Homework 2

Due: Thursday 2/22


  1. Write a MATLAB program which uses Newton's method to compute the first four positive solutions to the equation $x = \csc{x}$ to machine precision. To obtain accurate initial guesses, plot the functions involved and choose a number nearby the solution you are interested in.

  2. Recall in class we discussed an algorithm for computing $1/\alpha$ , $\alpha >0$ that only involved addition, subtraction and multiplication. This algorithm was obtained by applying Newton's method to the function $f(x) = \alpha - 1/x$. The method obtained was \[ x_{i+1} = x_i(2 - \alpha x_i). \]

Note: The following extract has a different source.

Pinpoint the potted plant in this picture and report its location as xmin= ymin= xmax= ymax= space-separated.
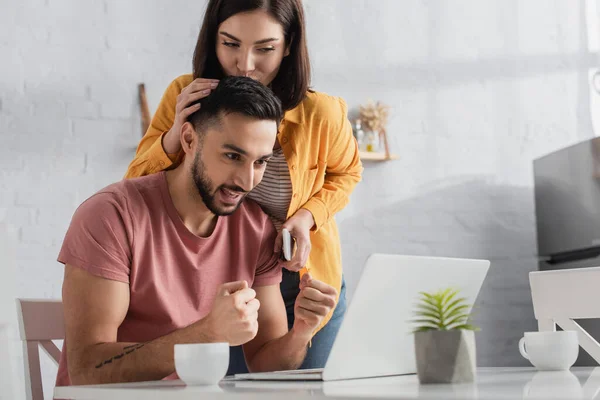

    1. In MATLAB, implement this method with the goal of computing $1/3$ with an absolute error of $10^{-6}$ using initial guesses $x_0 = .25$ and $x_0 = 1$. What happens for each guess?
    2. Show mathematically that if the initial guess is taken to be $x_0 > 2/\alpha$, then $x_i \to -\infty$ as $i\to \infty$.

    3. If $0 < x_0 < 2/\alpha$ then one can show the algorithm converges. In order to meet this condition, we need to pick $x_0<2/\alpha$ without dividing by $\alpha$ (that would defeat the purpose). We can make a valid guess using the formula
      x_0 = pow2(-ceil(log2(alpha)))
      (why might this be computationally efficient for IEEE floating point numbers?) and then run Newton's method.

      Using this guess and the algorithm above, write code in MATLAB which computes $1/\alpha$, $\alpha >0$ to machine precision. Give the answer for $\alpha = 3$ and $\alpha = 5$ and state the number of iterations required to converge for each.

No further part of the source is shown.